Netflix Inc.’s surprise $300 million deal to poach Ryan Murphy from 21st Century Fox Inc. shows just how easy it’s getting for rich tech companies to steal Hollywood’s top talent.
Netflix, which released its first original series just six years ago, has now lured two of the most successful producers in TV — Murphy and Shonda Rhimes — from two of the industry’s most valuable companies. Rhimes, the producer of “Grey’s Anatomy” and “Scandal,” bolted from Walt Disney Co.’s ABC in August.
No longer content to license shows from other media companies, Netflix and fellow technology giant Amazon.com Inc. are throwing money at Hollywood’s top talent to lure them away from those studios. They are upending the TV business in the process, driving up the cost of talent and weakening many of the traditional powers.
Hollywood studios have endured threats from outsiders before, but the list of talent making the jump grows by the day.
Netflix, with an annual budget of $8 billion, is paying Murphy, the producer of “American Horror Story,” about $300 million over five years to make shows and movies for the streaming service. The money will support overhead for Ryan Murphy Productions along with his fees for writing, directing and producing.
Murphy was in the process of negotiating a new deal at Fox when Disney agreed to buy its crosstown rival for more than $52 billion. Disney Chief Executive Officer Bob Iger made a personal call to Murphy, assuring him that “the reason Disney was interested in buying Fox is they believed in the assets and the executives and their creators,” the producer recalled. “He was very sweet and transparent and kind.”
Rhimes was the biggest name to leave traditional TV for streaming when she announced she was signing a long-term deal with Netflix. She’d worked at ABC for more than a decade, becoming one of the few showrunners and TV writers known to the public.
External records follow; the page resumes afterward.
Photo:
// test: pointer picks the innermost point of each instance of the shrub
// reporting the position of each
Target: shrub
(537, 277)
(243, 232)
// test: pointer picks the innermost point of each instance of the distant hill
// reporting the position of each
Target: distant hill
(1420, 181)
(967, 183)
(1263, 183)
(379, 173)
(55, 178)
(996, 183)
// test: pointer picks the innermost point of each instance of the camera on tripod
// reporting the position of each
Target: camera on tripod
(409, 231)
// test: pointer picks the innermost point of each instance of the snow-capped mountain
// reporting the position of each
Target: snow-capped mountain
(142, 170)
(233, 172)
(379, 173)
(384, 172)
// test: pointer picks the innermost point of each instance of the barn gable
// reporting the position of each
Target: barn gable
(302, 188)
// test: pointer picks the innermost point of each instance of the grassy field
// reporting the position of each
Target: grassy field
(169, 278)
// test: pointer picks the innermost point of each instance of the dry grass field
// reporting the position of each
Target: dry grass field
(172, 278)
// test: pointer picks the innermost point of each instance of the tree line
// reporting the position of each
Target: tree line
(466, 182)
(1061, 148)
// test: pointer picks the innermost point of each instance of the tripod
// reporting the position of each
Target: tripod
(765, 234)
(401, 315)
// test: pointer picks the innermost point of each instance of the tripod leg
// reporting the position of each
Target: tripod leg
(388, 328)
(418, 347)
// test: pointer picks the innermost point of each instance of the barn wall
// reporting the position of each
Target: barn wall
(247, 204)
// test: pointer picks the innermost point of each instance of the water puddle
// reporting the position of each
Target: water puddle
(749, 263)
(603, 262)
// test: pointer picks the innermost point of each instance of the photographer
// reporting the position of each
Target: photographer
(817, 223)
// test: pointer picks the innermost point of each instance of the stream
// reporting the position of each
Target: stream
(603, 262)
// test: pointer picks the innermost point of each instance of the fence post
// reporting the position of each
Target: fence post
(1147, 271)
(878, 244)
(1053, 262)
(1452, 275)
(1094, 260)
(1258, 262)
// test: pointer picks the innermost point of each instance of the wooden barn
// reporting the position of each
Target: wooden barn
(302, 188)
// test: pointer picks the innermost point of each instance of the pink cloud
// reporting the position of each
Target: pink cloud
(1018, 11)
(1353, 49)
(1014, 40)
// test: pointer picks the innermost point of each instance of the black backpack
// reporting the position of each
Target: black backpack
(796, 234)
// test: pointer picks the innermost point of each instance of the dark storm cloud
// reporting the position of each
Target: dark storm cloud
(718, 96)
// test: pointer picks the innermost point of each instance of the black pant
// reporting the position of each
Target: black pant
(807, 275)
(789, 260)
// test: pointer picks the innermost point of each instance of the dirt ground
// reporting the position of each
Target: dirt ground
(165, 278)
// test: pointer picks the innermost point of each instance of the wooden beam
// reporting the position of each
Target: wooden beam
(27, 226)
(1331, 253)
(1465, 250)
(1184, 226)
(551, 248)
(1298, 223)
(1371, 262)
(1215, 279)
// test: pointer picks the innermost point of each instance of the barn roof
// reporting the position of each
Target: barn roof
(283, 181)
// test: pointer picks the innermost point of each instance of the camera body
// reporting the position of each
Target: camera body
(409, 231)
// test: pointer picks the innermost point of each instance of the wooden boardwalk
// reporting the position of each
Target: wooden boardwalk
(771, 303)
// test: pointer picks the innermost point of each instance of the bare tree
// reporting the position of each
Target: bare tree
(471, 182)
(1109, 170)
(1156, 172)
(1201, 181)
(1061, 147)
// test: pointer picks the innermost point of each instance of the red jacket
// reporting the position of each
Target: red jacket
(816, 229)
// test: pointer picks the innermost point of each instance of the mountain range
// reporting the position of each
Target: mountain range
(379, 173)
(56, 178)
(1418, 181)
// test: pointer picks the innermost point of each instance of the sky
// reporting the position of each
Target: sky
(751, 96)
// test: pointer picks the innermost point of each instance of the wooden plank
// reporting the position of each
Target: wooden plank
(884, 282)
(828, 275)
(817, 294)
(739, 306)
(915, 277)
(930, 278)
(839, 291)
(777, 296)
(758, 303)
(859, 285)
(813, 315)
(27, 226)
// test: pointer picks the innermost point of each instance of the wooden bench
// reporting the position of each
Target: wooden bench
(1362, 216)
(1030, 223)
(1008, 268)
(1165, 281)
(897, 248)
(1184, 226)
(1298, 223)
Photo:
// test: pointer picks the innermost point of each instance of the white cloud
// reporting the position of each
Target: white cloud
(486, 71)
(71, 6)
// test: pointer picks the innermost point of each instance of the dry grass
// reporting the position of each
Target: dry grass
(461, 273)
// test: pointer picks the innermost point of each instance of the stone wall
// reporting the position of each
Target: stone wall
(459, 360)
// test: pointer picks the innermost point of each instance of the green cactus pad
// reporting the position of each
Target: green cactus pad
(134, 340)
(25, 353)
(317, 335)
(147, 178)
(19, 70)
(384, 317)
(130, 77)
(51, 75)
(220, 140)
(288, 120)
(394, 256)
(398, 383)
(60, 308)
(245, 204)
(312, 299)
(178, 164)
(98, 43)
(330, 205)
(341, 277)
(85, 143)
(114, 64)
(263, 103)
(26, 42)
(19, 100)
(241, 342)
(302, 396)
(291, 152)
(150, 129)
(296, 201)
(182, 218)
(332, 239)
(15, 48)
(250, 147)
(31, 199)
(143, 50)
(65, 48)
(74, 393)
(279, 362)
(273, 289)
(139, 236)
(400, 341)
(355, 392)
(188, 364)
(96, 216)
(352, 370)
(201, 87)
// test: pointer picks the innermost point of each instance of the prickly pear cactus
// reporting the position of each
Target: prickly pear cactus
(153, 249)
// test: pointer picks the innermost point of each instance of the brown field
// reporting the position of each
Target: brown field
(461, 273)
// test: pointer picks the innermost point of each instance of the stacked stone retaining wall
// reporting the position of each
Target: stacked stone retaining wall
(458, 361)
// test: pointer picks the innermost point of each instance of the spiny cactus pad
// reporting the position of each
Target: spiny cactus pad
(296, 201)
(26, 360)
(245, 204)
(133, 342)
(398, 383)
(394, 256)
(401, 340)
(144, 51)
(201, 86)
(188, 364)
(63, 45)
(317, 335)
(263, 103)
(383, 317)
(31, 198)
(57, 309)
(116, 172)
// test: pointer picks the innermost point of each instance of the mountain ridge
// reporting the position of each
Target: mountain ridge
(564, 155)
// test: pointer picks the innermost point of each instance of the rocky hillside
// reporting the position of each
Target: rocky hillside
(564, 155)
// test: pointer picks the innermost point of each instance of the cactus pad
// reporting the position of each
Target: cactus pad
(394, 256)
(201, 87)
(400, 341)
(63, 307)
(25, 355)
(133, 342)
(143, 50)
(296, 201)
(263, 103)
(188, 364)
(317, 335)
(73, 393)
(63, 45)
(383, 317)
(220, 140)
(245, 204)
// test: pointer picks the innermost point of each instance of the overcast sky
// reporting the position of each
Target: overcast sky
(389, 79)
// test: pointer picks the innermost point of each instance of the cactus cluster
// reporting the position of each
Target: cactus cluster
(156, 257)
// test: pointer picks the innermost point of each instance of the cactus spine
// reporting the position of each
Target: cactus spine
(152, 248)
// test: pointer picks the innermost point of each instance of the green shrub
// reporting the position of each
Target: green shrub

Rhimes is also one of the few prominent black showrunners in Hollywood, and has led the way in creating more diversity onscreen. Netflix gave her more than $100 million to ease the transition in a multiyear deal.
Robert Kirkman, the creator of cable TV’s biggest hit, “The Walking Dead,” signed a two-year deal with Amazon last August, days before Netflix announced its deal with Rhimes. Amazon spent an estimated $4.5 billion on video programming last year and plans to increase its budget this year. Amazon’s “The Marvelous Mrs. Maisel” won the Golden Globe award for best TV comedy.
Netflix knows its customers love comic book movies and TV shows thanks to a pair of deals with Disney, owner of Marvel Studios. So last year it acquired the company that published graphic novels “Wanted” and “Kick-Ass,” both of which were adapted into hit movies for Universal Pictures.
Netflix and Millarworld founder Mark Millar will jointly produce films, series and children’s shows based on comic-book characters for the streaming service, while the publisher will also continue to make comics under the Netflix label. The streaming service will turn some of Millar’s other creations into film and TV properties that can replace Marvel when its deal with Disney ends.
New Golden Boy
Shawn Levy rose through the ranks of Hollywood by directing comedy films for major studios, including “Cheaper by the Dozen” and “Night at the Museum.” Yet he has since been reborn as one of the hottest producers in TV thanks to “Stranger Things,” the surprise Netflix fantasy hit. The streaming service locked up Levy’s TV business last year, and now funnels all kinds of high-concept projects his way.
Amazon has also allied itself with Sharon Horgan, the British comic and actress who created its critically beloved comedy “Catastrophe.” Though Horgan has a show on HBO (“Divorce”), Amazon gets first dibs on all future work.